I have to say that after Alappuzha you go to Alleppey for just a few days as it
may help you relax. As Alappuzha is only those ineffective mountains. Youth is
happy because it can see beauty. Anyone who keeps the ability to see beauty never
grows old. I forgot to say my name. My name is
I stopped reading and just wept in the worst dreams of my
life. I didn’t feel anything at first, but now I feel as if a part of me is
dying. I just went to my travelling manager and told him to cancel my plan as
I’m going to Alleepy. He let me go and said not to panic.
I just left Alappuzha and reached Alleppey on a long
journey. It was long, not because of the road or duration. Just to come out of
the thought that she died, When I came, I got off the boat at the church in Alleppey and stepped in for a few minutes, sat on the praying desk and wrote my
last two pages of the journal.
Human nature, as changeable and unstable as dust, can
withstand no restraint. If it binds itself, it soon begins to tear madly at its
bonds, ripping the wall, the bonds, and its very self apart. Because, as I
said before, a sad ending, or an ending, is figured out by the mood I’m in.

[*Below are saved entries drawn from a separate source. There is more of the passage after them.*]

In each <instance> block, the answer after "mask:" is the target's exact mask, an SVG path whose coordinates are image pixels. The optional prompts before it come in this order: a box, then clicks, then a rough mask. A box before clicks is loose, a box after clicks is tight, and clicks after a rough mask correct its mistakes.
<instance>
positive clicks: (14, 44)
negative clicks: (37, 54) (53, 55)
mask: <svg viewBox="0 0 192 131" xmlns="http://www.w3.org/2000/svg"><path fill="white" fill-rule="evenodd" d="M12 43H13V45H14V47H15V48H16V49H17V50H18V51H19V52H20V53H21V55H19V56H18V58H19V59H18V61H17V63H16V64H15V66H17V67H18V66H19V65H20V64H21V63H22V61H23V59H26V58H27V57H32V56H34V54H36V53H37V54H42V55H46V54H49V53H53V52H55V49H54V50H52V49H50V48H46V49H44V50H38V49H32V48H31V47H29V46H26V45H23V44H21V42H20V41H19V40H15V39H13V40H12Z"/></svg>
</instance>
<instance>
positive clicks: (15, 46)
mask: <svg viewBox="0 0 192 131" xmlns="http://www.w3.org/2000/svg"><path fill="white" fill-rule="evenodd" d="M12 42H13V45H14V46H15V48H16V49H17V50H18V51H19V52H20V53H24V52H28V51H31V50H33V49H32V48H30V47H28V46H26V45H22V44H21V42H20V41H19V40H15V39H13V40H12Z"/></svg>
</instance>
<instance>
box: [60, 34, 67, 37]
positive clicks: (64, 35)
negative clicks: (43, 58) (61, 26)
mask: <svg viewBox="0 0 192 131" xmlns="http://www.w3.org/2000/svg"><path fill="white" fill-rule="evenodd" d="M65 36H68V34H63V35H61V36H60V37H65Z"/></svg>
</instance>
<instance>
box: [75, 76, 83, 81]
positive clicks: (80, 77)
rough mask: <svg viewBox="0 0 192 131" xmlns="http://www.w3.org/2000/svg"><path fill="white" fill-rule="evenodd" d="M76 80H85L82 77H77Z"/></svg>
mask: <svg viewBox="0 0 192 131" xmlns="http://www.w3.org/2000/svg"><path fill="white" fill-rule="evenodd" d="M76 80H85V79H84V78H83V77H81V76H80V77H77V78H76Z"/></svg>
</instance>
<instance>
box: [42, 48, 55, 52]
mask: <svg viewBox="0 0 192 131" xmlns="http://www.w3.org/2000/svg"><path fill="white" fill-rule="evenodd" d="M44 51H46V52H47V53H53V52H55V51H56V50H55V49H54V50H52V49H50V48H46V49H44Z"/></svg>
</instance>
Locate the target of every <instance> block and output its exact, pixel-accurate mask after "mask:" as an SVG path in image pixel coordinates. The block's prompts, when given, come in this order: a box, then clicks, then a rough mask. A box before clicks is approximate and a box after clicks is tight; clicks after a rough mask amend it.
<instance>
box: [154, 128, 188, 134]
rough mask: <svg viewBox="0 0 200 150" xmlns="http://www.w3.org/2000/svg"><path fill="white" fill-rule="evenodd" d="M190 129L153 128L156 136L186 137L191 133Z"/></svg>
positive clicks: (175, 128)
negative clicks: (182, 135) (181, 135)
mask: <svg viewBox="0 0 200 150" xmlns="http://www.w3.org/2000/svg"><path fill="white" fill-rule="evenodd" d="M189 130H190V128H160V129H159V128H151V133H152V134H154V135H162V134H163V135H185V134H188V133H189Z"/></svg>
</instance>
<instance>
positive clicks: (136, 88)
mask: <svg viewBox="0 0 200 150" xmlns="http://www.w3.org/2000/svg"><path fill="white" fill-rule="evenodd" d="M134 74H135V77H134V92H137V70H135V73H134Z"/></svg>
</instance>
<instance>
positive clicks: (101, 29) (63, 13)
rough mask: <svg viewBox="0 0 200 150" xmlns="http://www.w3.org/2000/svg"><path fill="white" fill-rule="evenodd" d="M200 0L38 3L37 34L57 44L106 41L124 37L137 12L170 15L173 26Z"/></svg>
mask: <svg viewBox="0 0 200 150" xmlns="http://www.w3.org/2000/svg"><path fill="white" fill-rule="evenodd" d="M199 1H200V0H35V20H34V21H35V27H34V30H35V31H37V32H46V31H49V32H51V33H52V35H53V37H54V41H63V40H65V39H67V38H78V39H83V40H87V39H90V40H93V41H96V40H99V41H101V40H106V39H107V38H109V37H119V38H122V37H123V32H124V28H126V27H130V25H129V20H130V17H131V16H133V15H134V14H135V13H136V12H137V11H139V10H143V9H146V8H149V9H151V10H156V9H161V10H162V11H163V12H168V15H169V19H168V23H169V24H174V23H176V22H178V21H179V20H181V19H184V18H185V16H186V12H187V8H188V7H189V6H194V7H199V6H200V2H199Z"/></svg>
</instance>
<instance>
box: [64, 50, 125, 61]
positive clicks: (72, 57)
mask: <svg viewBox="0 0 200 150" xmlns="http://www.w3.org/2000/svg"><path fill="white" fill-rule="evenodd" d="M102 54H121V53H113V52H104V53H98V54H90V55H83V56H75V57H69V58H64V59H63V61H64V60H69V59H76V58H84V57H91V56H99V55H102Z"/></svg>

Youth is happy because it can see beauty. Anyone who keeps the ability to see
beauty never grows old.
When I wrote that, I came to know that the letter had the
same lines.
I suddenly started to hear chirps and church bells. With the
aroma of candles around the church, the whole church had a power outage. It
looked like those mediaeval moments, with the church glowing in the
candlelight. I just continued writing.
We may never know what it will be like. But now I just feel
like paths are made by walking.
In a way, you are poetry material; you are full of cloudy
nuances I am willing to spend a lifetime figuring out. Words burst into your
essence, and you carry their dust in the pores of your ethereal individuality.
In man's struggle against the world, bet on the world.
I just found that all are short and will leave you just fast
enough before grabbing them. I am a cage, in search of a bird.
Suddenly, the visibility became less, so I just went near
the shrine where candles were visible and wrote the last lines.
I thought repeatedly that I was never able to figure out
what to write. Then my friend suddenly came running and grabbed my hands and
turned me.
Where have you gone? What do you think of yourself?
I just forgot that I came with him. I said sorry and
apologised a hundred times, and he asked me to leave so that we could reach our
destination before tomorrow.
I just said, "Give me a minute."
I just left the book with the letter from the grandmother in
it. and said to move. I know I don’t know her name now, but I don’t feel bad
about it. We all continue, as everyone says.